Introduction to Focus
Focus represents a significant advancement in efficient attention mechanisms, addressing the challenge of determining which token pairs are crucial during the processing of data. Traditional models often attempt to approximate all token pairs, leading to inefficiencies and increased computational costs. Focus, on the other hand, employs learnable centroids that intelligently group tokens, allowing for a more streamlined and effective approach to attention.
Mechanism of Action
The core innovation of Focus lies in its dual attention mechanism:
- Distant Attention: This form of attention is limited to same-group pairs, ensuring that only relevant token pairs are considered.
- Local Attention: Operates at full resolution, allowing for a comprehensive analysis of closely related tokens.
This combination ensures that Focus maintains high performance while reducing the computational load compared to traditional models.
Performance Benchmarking
Focus has demonstrated remarkable results across various scales and architectures:
- At 124M parameters, Focus outperforms full attention models with a perplexity score of 30.3 compared to 31.4.
- When trained from scratch at a 7B scale using 2B tokens, Focus achieved a perplexity of 13.82, again surpassing the full attention score of 13.89.

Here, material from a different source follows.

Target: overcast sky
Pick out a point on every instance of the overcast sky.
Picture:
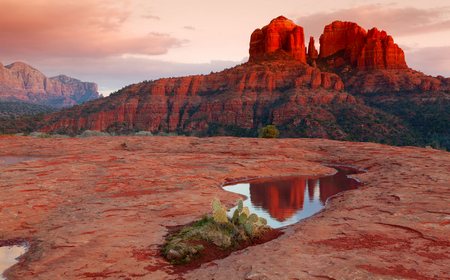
(118, 42)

These results highlight Focus’s capability to maintain or enhance performance while significantly reducing the number of parameters, achieving a high efficiency in processing.
Inference and Speed Improvements
During inference, Focus implements a method of restricting each token to its top-k highest-scoring groups. This approach discretizes the soft routing into a hard sparsity pattern, resulting in:
- A 2x speedup over the pretrained baseline, achieving a perplexity of 41.3 compared to 42.8.
- By decomposing this pattern into two standard FlashAttention calls, an impressive 8.6x wall-clock speedup is accomplished at 1M tokens without the need for custom kernels.
Advantages Over Existing Methods
Focus not only enhances performance but also maintains model alignment. Unlike other methods, such as LoRA, which can degrade performance at varying learning rates and ranks, Focus ensures that instruction-tuned models retain their scores on benchmarks like TruthfulQA after adaptation. This consistency is due to the centroid routing that Focus utilizes.
Conclusion
In conclusion, Focus is a groundbreaking method that revolutionizes the approach to attention in AI models. By emphasizing the importance of token relevance through learnable centroids and efficient attention mechanisms, Focus paves the way for more effective and scalable AI applications. With its ability to maintain high performance while significantly reducing complexity, Focus is set to become a key player in the field of natural language processing.